Yes, training with lighter weights over a longer rep range will result in strength gains over time, but only if you steadily increase the weight to match the resistance to the strength production. Whoops, there we go, we’re lifting heavy weights again.
In addition, at some point you need to cycle to a different load or rep range to prevent overly-specific adaptations to that particular stimulus. If you do nothing but moderate weights for a certain amount of repetitions, you get good at doing that number of repetitions at that load. But if higher demands in the strength or time domains are required, you won’t be capable of performing well, or in some cases at all.
There are also neuromuscular adaptations that he’s ignoring. It is documented that selective recruitment of different muscle groups takes place under different training regimens and that inhibition of antagonist muscle groups produces changes in performance. Particularly for beginners, the main strength increases from weight training are due to disinhibition in muscle recruitment and suppression of antagonist muscle contractions. In other words, the muscle was physically capable of producing more power than the person was able to ask it for before training, and other muscle contractions were getting in the way of the desired movement. The physical properties of the muscle change much more slowly than the recruitment effects.

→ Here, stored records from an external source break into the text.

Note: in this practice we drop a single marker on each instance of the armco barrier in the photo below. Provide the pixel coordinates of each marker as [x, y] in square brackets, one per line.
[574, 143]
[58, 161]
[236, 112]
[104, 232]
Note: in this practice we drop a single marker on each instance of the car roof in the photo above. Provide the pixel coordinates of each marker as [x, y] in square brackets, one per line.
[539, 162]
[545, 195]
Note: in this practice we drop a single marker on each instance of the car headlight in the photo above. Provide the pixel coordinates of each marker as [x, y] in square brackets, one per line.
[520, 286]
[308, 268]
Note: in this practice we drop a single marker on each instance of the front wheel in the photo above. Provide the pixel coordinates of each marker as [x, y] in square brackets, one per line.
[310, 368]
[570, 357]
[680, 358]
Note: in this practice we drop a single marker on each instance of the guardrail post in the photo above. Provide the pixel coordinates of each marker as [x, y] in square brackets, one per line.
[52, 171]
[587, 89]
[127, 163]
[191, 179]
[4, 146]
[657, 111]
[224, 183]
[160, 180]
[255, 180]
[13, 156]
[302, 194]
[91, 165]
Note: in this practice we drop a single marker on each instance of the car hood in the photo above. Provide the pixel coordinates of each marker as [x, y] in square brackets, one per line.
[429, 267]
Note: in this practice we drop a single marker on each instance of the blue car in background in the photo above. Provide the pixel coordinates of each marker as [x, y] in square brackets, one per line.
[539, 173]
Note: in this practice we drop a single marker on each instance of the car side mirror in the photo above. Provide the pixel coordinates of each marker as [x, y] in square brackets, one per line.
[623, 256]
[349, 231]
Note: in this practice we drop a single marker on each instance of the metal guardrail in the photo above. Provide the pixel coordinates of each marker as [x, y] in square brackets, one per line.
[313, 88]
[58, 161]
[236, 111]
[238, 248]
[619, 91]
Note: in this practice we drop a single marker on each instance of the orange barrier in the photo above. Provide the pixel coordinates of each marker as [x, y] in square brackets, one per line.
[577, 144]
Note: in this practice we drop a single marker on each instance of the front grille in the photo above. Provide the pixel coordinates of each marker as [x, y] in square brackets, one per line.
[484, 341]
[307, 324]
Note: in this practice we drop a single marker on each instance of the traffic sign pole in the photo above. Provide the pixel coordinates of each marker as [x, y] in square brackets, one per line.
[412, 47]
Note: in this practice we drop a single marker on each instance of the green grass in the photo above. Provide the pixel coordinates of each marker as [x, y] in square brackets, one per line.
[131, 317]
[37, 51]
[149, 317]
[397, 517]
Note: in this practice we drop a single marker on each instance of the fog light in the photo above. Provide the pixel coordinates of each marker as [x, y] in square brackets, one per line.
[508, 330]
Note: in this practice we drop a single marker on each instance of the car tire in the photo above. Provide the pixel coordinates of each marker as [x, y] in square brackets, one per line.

One rep max testing, which is used in medical studies and by athletes themselves to gauge real strength gains, is basically subjecting you to a barely sub-isometric load. One reason athletes subject themselves to high weight/low rep cycles is to train their bodies and minds to deal with peak strength loads with little to no ramp-up, and to test for increased strength gains due to earlier cycles with lower weights and higher repetitions. Which again, is not at odds with his point of being able to train for greater strength at lighter loads relative to your maximal strength.